When I think of the term ‘self-care’, my mind conjures up images of bath bombs, lavender, wine, blankets, and television. In fact, if I have a self-care evening, it tends to go something like this; jumping into a hot, bubbly bath, applying a face mask, and cleansing my face within an inch of its life; applying moisturiser to every inch of my body, and getting into the comfiest pyjamas I own; making a carb heavy and delicious meal, grabbing a glass of rosé, and spending all evening watching Netflix and YouTube. It’s all about taking time out to look after yourself, re-charge, and rest up. ‘Self-care’ as a term is relatively new, and has only just ingrained itself in the mainstream.
Although I adore my self-care evenings and taking time to pamper myself, let’s be real. Self-care is all about truly looking after yourself; your health and well-being, your physical and mental self, and to some people, your creativity and spirituality. If one of those is failing, do you really think a bath bomb and an episode of Riverdale will fix that?
Real self-care involves doing those adult jobs when you really don’t want to, pulling through when the anxiety gets too much.
It’s making a monthly budget to help combat your money anxiety.
It’s going to the doctors even though you are scared.
It’s having a shower when you are feeling at your lowest.
It’s cooking yourself a delicious meal overflowing with goodness, when you just want to order a takeout.
It’s shutting off your phone and your laptop and your TV, and just letting yourself be alone.
It’s sitting yourself down and assessing your own health and fitness.
It’s making the effort to socialise with friends, even if there’s a part of you that wants to stay home.

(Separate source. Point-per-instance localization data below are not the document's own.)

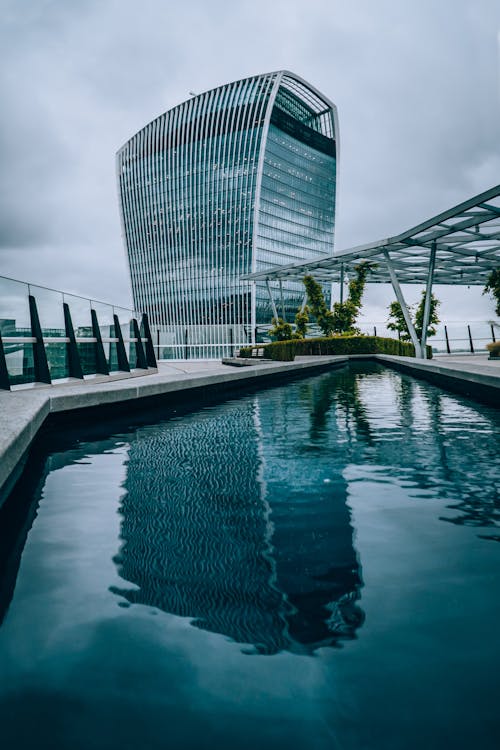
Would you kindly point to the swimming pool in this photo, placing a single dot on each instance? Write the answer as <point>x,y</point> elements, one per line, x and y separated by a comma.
<point>306,566</point>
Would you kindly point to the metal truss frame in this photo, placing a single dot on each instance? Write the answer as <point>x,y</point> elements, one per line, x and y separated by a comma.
<point>460,246</point>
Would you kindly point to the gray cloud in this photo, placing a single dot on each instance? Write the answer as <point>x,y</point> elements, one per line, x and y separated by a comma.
<point>416,85</point>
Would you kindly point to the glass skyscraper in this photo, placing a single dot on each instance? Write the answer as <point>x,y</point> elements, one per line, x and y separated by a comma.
<point>235,180</point>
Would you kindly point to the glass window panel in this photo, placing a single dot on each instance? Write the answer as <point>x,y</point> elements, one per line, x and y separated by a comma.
<point>15,323</point>
<point>51,314</point>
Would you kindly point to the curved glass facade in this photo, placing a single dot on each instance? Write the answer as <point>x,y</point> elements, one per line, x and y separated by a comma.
<point>232,181</point>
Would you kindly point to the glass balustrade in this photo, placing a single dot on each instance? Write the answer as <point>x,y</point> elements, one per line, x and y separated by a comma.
<point>49,336</point>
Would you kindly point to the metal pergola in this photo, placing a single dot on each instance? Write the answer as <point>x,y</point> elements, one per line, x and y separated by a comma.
<point>459,246</point>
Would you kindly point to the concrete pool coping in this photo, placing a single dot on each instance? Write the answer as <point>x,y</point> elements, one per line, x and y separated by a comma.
<point>23,412</point>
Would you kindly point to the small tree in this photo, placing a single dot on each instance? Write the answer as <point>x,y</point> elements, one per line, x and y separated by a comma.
<point>397,321</point>
<point>345,313</point>
<point>281,331</point>
<point>433,317</point>
<point>301,322</point>
<point>317,303</point>
<point>493,287</point>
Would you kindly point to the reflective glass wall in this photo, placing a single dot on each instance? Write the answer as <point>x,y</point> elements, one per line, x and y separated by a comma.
<point>236,177</point>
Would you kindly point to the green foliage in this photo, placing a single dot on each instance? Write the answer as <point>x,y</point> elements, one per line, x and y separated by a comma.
<point>492,286</point>
<point>301,323</point>
<point>281,330</point>
<point>285,351</point>
<point>397,321</point>
<point>343,317</point>
<point>317,305</point>
<point>356,345</point>
<point>433,317</point>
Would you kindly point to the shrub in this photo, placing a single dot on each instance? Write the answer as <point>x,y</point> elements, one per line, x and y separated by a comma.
<point>285,351</point>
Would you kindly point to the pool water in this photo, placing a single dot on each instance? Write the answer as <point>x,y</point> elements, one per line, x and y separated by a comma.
<point>308,566</point>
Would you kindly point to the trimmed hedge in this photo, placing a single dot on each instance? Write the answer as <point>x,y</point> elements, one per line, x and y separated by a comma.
<point>285,351</point>
<point>280,351</point>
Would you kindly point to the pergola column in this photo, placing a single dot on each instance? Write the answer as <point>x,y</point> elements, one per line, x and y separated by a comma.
<point>428,298</point>
<point>402,303</point>
<point>282,300</point>
<point>275,312</point>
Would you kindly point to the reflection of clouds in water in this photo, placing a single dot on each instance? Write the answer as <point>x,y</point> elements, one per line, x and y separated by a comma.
<point>221,524</point>
<point>433,444</point>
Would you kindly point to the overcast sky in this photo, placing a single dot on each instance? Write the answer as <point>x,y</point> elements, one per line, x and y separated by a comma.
<point>416,83</point>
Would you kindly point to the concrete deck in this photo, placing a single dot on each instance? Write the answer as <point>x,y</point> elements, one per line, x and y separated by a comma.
<point>23,412</point>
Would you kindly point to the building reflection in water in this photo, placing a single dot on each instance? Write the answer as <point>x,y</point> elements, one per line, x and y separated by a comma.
<point>222,524</point>
<point>236,516</point>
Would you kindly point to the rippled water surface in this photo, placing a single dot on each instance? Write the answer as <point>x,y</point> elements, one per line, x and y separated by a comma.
<point>309,566</point>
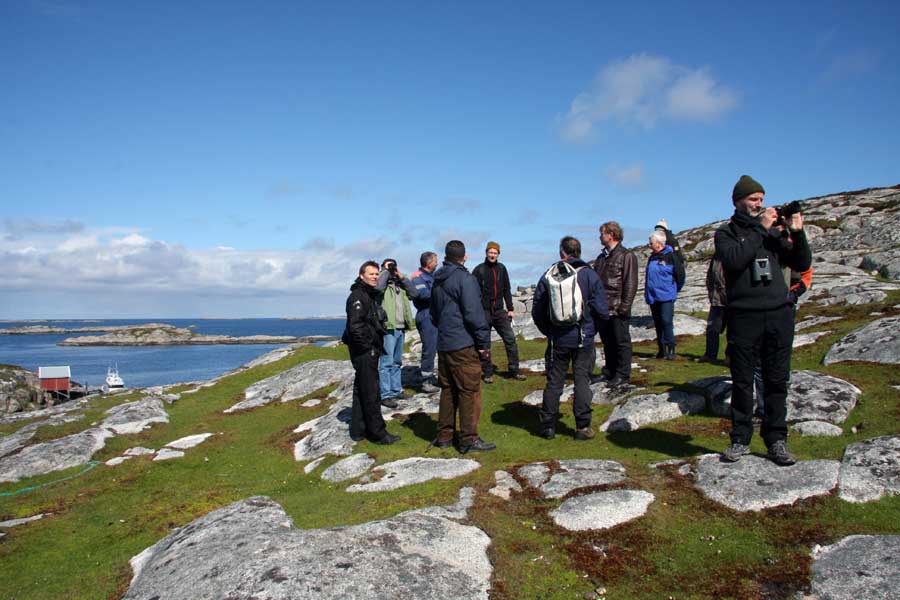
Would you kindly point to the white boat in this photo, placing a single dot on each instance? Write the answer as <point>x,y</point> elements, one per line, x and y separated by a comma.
<point>113,381</point>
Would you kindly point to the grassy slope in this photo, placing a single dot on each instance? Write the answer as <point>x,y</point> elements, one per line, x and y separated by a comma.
<point>686,546</point>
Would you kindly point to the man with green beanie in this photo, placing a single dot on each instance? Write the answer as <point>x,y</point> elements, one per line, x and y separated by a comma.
<point>760,318</point>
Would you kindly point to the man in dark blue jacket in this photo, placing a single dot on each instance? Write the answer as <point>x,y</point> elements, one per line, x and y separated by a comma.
<point>573,343</point>
<point>760,315</point>
<point>463,340</point>
<point>423,281</point>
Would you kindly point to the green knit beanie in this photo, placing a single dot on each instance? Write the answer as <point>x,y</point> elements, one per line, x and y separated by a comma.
<point>745,186</point>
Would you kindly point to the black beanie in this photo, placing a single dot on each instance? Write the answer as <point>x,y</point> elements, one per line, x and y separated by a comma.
<point>745,186</point>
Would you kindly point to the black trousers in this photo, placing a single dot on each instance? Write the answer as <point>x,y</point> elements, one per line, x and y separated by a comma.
<point>616,337</point>
<point>366,419</point>
<point>763,336</point>
<point>499,320</point>
<point>582,359</point>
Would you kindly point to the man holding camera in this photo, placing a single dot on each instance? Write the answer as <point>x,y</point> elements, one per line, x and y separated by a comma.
<point>753,250</point>
<point>396,291</point>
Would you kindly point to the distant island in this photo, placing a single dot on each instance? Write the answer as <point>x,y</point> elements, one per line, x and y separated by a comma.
<point>162,334</point>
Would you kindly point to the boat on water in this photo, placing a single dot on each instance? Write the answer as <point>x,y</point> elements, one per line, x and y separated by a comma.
<point>113,380</point>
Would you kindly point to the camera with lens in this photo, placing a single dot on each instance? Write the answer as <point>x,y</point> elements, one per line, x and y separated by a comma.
<point>786,211</point>
<point>761,271</point>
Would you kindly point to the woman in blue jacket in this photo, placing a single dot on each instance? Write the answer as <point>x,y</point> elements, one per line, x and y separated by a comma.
<point>660,292</point>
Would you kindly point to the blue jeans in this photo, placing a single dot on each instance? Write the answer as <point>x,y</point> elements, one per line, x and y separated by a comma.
<point>389,365</point>
<point>663,315</point>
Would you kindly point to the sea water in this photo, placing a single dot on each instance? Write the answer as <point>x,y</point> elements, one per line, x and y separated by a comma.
<point>143,366</point>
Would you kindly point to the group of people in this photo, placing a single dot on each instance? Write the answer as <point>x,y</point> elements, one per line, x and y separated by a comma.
<point>574,302</point>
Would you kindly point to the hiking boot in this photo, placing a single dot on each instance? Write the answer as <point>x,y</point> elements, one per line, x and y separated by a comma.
<point>735,451</point>
<point>779,454</point>
<point>428,388</point>
<point>387,440</point>
<point>477,445</point>
<point>585,433</point>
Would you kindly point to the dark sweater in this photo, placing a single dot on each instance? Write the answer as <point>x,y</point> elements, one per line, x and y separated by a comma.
<point>744,239</point>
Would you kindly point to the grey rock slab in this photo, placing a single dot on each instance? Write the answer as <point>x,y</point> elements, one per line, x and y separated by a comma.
<point>755,483</point>
<point>139,451</point>
<point>814,396</point>
<point>506,484</point>
<point>580,473</point>
<point>814,322</point>
<point>601,510</point>
<point>251,549</point>
<point>167,454</point>
<point>22,521</point>
<point>858,567</point>
<point>535,474</point>
<point>188,441</point>
<point>879,342</point>
<point>638,411</point>
<point>294,383</point>
<point>818,428</point>
<point>409,471</point>
<point>134,417</point>
<point>805,339</point>
<point>870,469</point>
<point>348,468</point>
<point>56,455</point>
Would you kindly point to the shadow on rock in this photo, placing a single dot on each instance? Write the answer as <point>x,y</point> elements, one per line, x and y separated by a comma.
<point>665,442</point>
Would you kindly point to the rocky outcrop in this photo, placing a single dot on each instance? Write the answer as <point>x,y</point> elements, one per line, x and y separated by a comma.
<point>294,383</point>
<point>160,334</point>
<point>571,475</point>
<point>63,453</point>
<point>409,471</point>
<point>879,342</point>
<point>638,411</point>
<point>871,469</point>
<point>601,510</point>
<point>755,483</point>
<point>252,549</point>
<point>858,567</point>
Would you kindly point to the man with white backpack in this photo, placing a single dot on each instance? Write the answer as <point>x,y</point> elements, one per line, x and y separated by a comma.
<point>568,302</point>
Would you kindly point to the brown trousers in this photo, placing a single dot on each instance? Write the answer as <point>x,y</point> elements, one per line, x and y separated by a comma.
<point>459,375</point>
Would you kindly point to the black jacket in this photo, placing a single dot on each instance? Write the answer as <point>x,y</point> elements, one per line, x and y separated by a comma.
<point>365,320</point>
<point>494,282</point>
<point>744,239</point>
<point>456,310</point>
<point>619,274</point>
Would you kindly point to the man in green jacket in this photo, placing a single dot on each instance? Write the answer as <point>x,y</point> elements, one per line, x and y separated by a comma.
<point>396,290</point>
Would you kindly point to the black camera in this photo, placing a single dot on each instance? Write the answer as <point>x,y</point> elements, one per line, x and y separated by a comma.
<point>786,211</point>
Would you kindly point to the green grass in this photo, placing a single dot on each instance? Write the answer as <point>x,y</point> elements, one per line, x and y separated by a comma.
<point>685,547</point>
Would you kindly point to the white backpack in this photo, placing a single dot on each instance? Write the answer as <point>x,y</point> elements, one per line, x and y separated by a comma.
<point>566,304</point>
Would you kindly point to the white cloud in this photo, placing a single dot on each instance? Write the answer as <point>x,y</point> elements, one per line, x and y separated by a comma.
<point>643,90</point>
<point>629,176</point>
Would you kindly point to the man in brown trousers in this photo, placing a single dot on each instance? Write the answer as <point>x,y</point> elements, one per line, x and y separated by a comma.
<point>463,341</point>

It’s collecting the post, and doing the washing up, and emptying your inbox, when all you want to do is hide under the duvet.
It’s pacing yourself, and knowing when to stop.
Yes, and it’s pampering yourself to the highest heavens with essential oils, chocolate, movies, and early nights.
Self-care should be more than occasional moments that occur a few times a month. It should be ensuring that you are being cared for, every part of you; whether that be your fitness levels, your financial security, your skin, your mind, or your stress levels. Let’s celebrate the everyday activities of self-care as much as we celebrate the glamorous and gentle ones. Don’t let the non-gentle parts of your life slip to the side because they are hard. Don’t pretend that a bowl of cheesy pasta and glass of wine will fix everything. It won’t. It’s only when self-care, gentle and rough, is implemented in our lives, that progress can be made.